The Larouchie Puzzle

Posted on Wednesday 29 March 2006

At .08 Acres, sco gives us a nice review of Markos Moulitsas’ Crashing the Gate and in the process asks:

Is there any way to objectively measure the performance of a consultant? Won-loss record? Dollars spent per vote? Year over year turnout increases? I don’t know what criteria you would use, but I do know that there is so much data associated with an election, and it’s available at such a discrete level (down to the individual voting machine, even) that there should be some way to quantify the performance of a campaign team, if not an individual consultant.

Meanwhile, Jon Keller wonders about political endorsements:

Perhaps a case can be made that a few unions, special-interest groups, and elected officials can actually run a phone bank, leaflet, and deliver a few votes for you come primary day. Very few.

While we’re challenging the effectiveness of campaign measures, let me add mine: I wonder how effective face-to-face grassroots campaigning is - canvassing, leafleting, sign-holding, and prosyletizing of various sorts - or at least under what condidtions such activity persuades voters.
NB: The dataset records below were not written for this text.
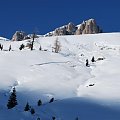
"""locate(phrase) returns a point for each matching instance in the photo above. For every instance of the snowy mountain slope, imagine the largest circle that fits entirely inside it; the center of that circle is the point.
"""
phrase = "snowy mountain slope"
(64, 76)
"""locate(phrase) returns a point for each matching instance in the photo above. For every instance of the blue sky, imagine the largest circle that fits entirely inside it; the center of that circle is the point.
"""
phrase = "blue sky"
(45, 15)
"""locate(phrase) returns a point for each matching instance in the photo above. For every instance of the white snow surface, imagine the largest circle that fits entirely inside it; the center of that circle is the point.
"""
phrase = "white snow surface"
(44, 74)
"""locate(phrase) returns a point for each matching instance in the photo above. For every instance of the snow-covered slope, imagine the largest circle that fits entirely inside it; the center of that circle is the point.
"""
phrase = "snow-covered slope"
(4, 39)
(79, 91)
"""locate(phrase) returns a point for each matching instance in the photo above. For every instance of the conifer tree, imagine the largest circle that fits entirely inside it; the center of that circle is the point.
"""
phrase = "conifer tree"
(51, 100)
(12, 102)
(93, 59)
(32, 111)
(87, 64)
(40, 48)
(39, 102)
(27, 107)
(10, 48)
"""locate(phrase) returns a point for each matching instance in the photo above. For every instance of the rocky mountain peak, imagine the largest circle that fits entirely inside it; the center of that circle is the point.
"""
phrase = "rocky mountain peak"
(86, 27)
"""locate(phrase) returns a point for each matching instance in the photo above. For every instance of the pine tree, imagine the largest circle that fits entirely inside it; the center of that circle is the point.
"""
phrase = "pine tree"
(21, 47)
(53, 118)
(39, 102)
(57, 46)
(87, 64)
(32, 111)
(51, 100)
(33, 41)
(40, 48)
(27, 107)
(76, 118)
(10, 48)
(12, 102)
(93, 59)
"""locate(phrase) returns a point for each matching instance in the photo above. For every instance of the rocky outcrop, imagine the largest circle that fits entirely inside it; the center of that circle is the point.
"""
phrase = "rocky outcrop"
(87, 27)
(65, 30)
(18, 36)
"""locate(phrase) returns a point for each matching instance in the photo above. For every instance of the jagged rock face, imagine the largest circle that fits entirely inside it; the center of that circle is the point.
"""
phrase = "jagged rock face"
(65, 30)
(19, 36)
(88, 27)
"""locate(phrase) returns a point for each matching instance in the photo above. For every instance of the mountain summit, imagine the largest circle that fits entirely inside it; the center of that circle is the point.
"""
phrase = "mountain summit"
(86, 27)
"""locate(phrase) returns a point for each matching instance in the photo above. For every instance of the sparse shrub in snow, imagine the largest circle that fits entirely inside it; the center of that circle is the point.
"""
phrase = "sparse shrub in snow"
(27, 107)
(93, 59)
(12, 102)
(51, 100)
(39, 102)
(32, 111)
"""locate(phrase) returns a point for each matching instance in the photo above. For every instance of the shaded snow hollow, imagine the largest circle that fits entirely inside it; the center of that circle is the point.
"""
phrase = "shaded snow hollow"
(89, 93)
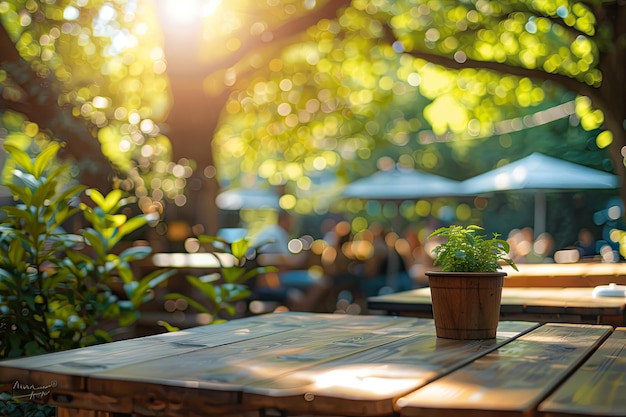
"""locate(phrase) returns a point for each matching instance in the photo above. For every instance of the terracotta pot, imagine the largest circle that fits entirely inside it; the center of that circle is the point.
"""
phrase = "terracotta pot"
(466, 305)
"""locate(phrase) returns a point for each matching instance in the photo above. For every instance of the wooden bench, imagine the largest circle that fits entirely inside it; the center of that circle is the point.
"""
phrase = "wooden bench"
(511, 380)
(598, 387)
What makes this Doubting Thomas doubt even more has been a preponderance of LaRouche pamphleteers around downtown lately. A lot of them. In fact, I’ve seen as many LaRouche people approach me as I do political canvassers during political season. (Yes, that ignores more passive campaigning like signholding, and yes I don’t live in an electorally valuable district, but bear with me here…)  Yet, their ideological pull doesn’t seem to all that great. They probably do a decent job at recruiting other prosyletizers, but for all their efforts they don’t seem to persuade that many of the rest of us.

Which makes me think:

  • The persuasiveness of any prosyletizing varies according to the ideological difference between evangel and potential convert.
  • The difference involves tipping points at which potential converts "turn off" and refuse to be persuaded.
  • Whatever the degree of ideological distance,  attempts at persuasion are probably the least effective. People only use them because they’re mostly free, relying on volunteer labor.

Democratic or Republican activists will have an easier road to hoe than the LaRouchies by far, but for similar reasons their fetish of "hardwork" in persuading potential voters may be misfounded. Just as the value of political consultants should be lined up with their results. I feel fairly confident in saying (or is it just me being in Boston) that in 2002, Democrats had more "muscle" in getting face-to-face contact between volunteers and voters; it’s just that the voters had other ideas. All things being equal, a campaign will benefit from phone banks, canvassing and the like. But all things aren’t usually equal.

Or maybe persuasion of another matter is at stake. In another post, sco remarks

It seems to me that there are two types of thinking around political campaigns. One is the idea that all you need to do is have a ton of money to get on TV and agree with the positions of the most people in the state and they will come out to vote for you. The other is the idea that people are not naturally inclined to come to the polls, so you need a network of volunteers to make face-to-face contact and convince them to come out.

Under that idea, campaigners aren’t trying to change people’s opinion so much as they’re trying to get people who already agree to change their behavior. Even still, do we know that other means of persuasion for that aren’t better? I worry about messages that are a) ill-crafted and b) doomed by sociological difference.